The Spark matrix has two kinds of axes. Container/service axes belong in TOML and can be selected with bigdata.test.config. Dependency axes belong in Gradle tasks because they require different resolved test JVM classpaths. Add a new dependency line by creating a resolvable runtime classpath in example/spark/build.gradle.kts, then pair it with the existing TOML service variants.

The Gradle configuration-cache warning from net.researchgate.release is currently expected and unrelated to test behavior.

Release Publishing

The release workflow publishes library modules to Maven Central through Sonatype by default.

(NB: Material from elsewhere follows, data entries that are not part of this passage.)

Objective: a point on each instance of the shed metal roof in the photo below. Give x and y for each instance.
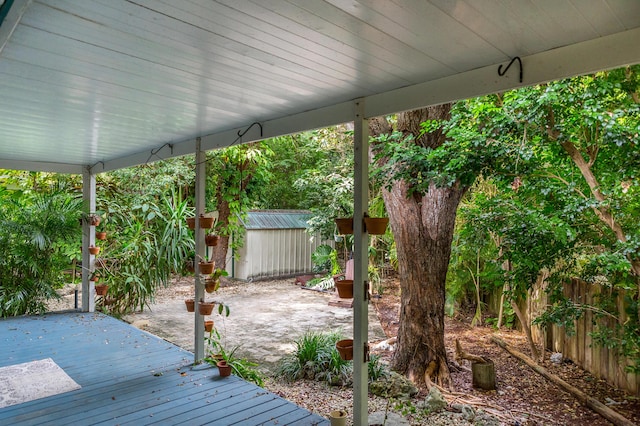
(277, 219)
(112, 83)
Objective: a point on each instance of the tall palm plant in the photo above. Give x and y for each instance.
(34, 230)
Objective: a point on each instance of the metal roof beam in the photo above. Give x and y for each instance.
(10, 19)
(587, 57)
(41, 166)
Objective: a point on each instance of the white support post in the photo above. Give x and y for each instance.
(201, 179)
(88, 239)
(360, 274)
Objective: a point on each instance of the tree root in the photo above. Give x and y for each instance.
(592, 403)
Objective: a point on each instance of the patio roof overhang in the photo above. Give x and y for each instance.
(111, 84)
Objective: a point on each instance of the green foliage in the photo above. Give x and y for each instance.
(36, 231)
(151, 242)
(316, 358)
(325, 259)
(241, 367)
(566, 203)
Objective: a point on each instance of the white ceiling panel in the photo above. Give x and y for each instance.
(102, 83)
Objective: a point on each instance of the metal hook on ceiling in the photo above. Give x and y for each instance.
(517, 58)
(241, 134)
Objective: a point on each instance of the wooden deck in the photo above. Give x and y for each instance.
(130, 377)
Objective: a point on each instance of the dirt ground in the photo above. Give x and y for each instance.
(266, 316)
(520, 391)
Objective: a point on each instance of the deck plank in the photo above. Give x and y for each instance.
(129, 376)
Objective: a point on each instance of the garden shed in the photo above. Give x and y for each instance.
(276, 244)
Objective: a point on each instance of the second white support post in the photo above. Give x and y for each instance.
(88, 239)
(360, 274)
(201, 180)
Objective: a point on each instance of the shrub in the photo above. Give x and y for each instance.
(316, 358)
(36, 230)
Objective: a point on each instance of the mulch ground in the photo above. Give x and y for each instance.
(521, 392)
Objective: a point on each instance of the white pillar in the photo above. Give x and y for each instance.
(201, 179)
(360, 273)
(88, 239)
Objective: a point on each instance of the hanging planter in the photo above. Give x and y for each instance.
(211, 284)
(338, 418)
(223, 368)
(206, 222)
(206, 267)
(345, 289)
(94, 220)
(205, 308)
(191, 222)
(345, 225)
(211, 240)
(345, 348)
(376, 225)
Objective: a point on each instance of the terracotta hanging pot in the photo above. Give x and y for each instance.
(211, 240)
(206, 267)
(345, 225)
(190, 304)
(189, 266)
(206, 222)
(101, 289)
(211, 285)
(338, 418)
(205, 308)
(376, 225)
(94, 220)
(191, 222)
(223, 368)
(345, 348)
(345, 289)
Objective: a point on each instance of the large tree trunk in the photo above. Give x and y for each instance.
(423, 226)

GitHub Packages publishing is opt-in because GitHub's Maven registry can return 409 Conflict for Gradle checksum sidecar uploads during retry. Enable it in a manual workflow run with publish_github_packages=true, or locally with -PpublishGitHubPackages=true or PUBLISH_GITHUB_PACKAGES=true.

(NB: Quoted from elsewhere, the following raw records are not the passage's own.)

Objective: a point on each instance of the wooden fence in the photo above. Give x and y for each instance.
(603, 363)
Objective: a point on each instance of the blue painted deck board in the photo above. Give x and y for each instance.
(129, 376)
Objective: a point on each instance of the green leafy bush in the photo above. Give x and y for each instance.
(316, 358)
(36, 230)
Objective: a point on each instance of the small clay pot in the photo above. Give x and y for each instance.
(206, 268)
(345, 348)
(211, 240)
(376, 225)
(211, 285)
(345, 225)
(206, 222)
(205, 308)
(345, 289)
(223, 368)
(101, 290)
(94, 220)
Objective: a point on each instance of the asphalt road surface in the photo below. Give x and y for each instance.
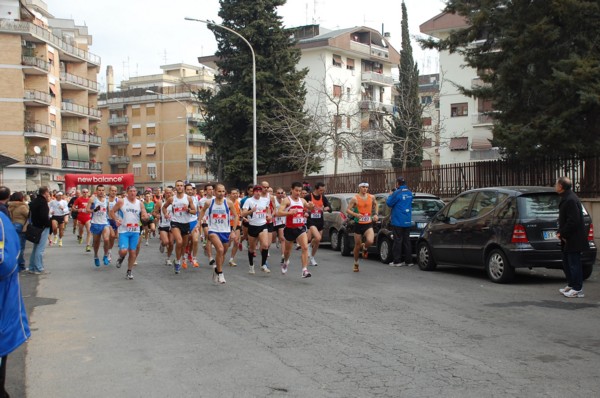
(382, 332)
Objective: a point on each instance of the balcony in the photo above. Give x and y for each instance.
(37, 98)
(116, 160)
(38, 130)
(39, 160)
(34, 66)
(73, 82)
(118, 121)
(376, 79)
(118, 140)
(71, 109)
(78, 138)
(79, 165)
(31, 32)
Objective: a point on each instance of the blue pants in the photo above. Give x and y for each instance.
(36, 261)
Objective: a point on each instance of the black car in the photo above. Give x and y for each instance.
(499, 229)
(424, 207)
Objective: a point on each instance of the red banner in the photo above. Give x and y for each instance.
(73, 180)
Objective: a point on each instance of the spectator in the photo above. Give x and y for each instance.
(40, 217)
(19, 213)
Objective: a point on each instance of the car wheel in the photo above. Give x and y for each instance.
(498, 268)
(425, 257)
(385, 250)
(334, 237)
(344, 246)
(587, 270)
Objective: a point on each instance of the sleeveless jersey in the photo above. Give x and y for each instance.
(130, 216)
(218, 217)
(100, 211)
(296, 220)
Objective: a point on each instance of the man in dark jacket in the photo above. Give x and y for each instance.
(40, 217)
(573, 237)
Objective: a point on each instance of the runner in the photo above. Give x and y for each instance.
(59, 210)
(83, 218)
(98, 206)
(293, 208)
(183, 207)
(127, 213)
(218, 215)
(315, 219)
(364, 210)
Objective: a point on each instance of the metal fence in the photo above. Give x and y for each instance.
(449, 180)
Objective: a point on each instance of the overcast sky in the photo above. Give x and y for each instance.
(137, 36)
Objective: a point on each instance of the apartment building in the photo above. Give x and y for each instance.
(465, 127)
(153, 126)
(48, 97)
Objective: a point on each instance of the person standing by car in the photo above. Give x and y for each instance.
(400, 202)
(572, 235)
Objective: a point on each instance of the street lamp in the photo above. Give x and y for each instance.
(254, 167)
(187, 129)
(162, 156)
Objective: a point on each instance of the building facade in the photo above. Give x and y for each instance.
(48, 97)
(153, 126)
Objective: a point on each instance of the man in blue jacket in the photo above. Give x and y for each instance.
(400, 201)
(14, 329)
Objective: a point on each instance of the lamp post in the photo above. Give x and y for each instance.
(187, 129)
(254, 165)
(162, 156)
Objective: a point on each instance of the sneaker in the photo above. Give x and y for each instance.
(574, 294)
(565, 289)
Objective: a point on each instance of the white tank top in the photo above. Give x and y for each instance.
(130, 216)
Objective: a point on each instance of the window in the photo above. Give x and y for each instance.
(337, 91)
(337, 61)
(461, 109)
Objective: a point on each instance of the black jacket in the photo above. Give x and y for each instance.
(40, 212)
(571, 225)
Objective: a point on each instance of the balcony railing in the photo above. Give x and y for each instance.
(79, 81)
(23, 27)
(36, 129)
(68, 107)
(80, 137)
(36, 96)
(118, 121)
(39, 160)
(119, 160)
(118, 140)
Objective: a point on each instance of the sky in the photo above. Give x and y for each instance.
(137, 36)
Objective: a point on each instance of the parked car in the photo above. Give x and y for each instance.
(424, 207)
(500, 229)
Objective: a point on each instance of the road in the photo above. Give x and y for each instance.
(382, 332)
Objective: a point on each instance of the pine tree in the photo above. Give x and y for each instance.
(229, 111)
(407, 124)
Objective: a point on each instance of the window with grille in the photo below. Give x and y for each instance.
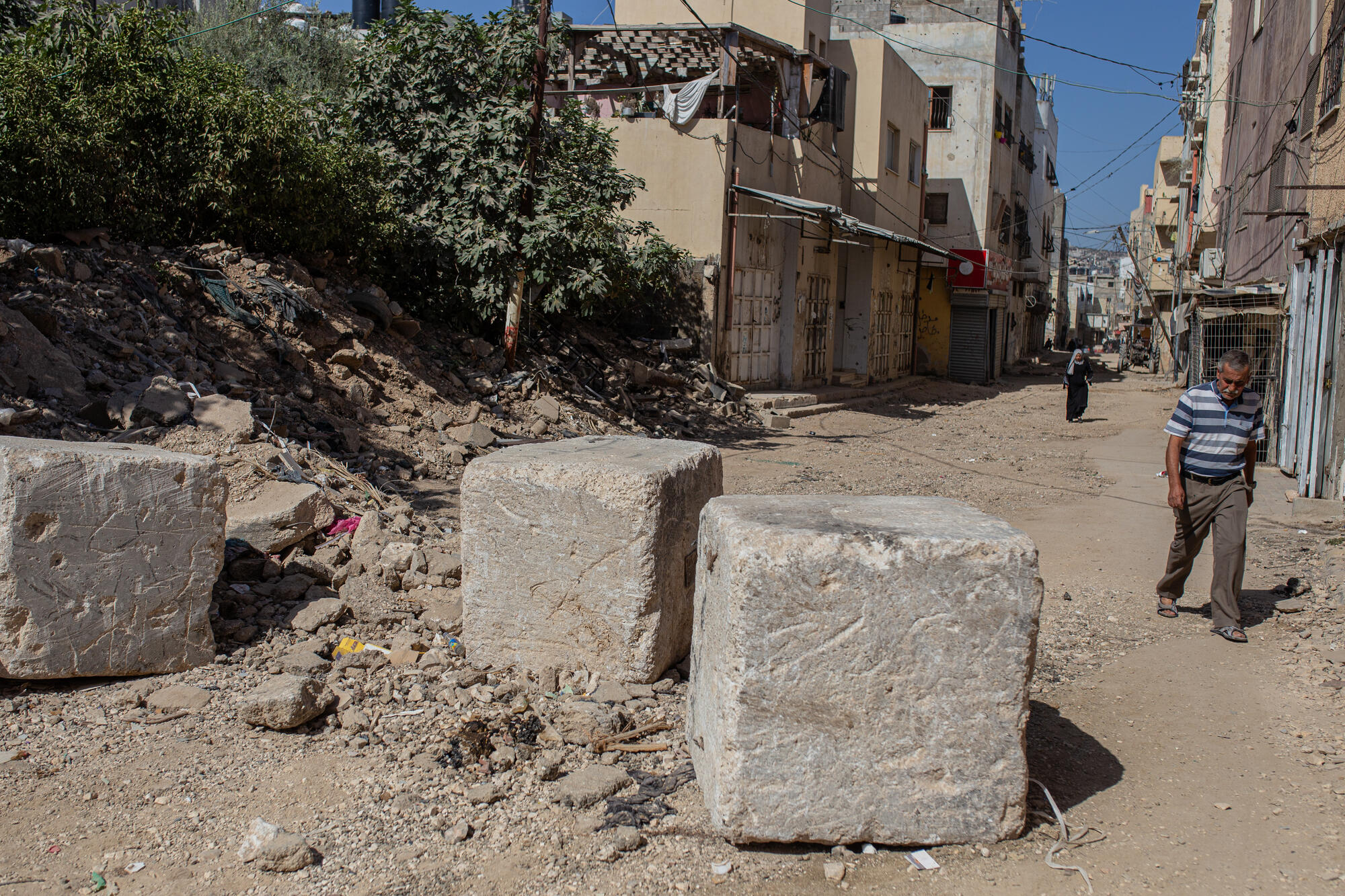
(1308, 108)
(937, 208)
(1278, 171)
(941, 108)
(1332, 72)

GitHub Packages uses the repository Maven endpoint:

https://maven.pkg.github.com/OpenProjectX/bigdata-test

When enabled, the workflow needs packages: write permission and passes GITHUB_PACKAGES_USERNAME plus GITHUB_PACKAGES_TOKEN to Gradle. Local dry runs can validate task selection without uploading:

GRADLE_USER_HOME=/data/.gradle ./gradlew publishAllPublicationsToGitHubPackagesRepository --dry-run
GRADLE_USER_HOME=/data/.gradle ./gradlew release --dry-run -PpublishGitHubPackages=true

Successful release workflow runs write a GitHub Actions job summary with the released version, Maven coordinates, GitHub Packages links, Maven Central links, and the GitHub Packages repository snippet for consumers.

Push-triggered release workflow runs can be skipped with common commit-message markers:

[skip ci]
[ci skip]
[no ci]
[skip actions]
[actions skip]
skip-checks:true

Manual workflow_dispatch releases ignore these markers and still run.

Troubleshooting During Development

Use file logs when investigating container startup or service-side behavior:

@BigDataTest(
    kafka = true,
    containerLogMode = ContainerLogMode.FILE,
    containerLogDirectory = "build/container-logs",
)
class DebugTest

For port conflicts, check local listeners before switching tests to fixed ports. Dynamic ports are the default and should remain the default for general JUnit usage.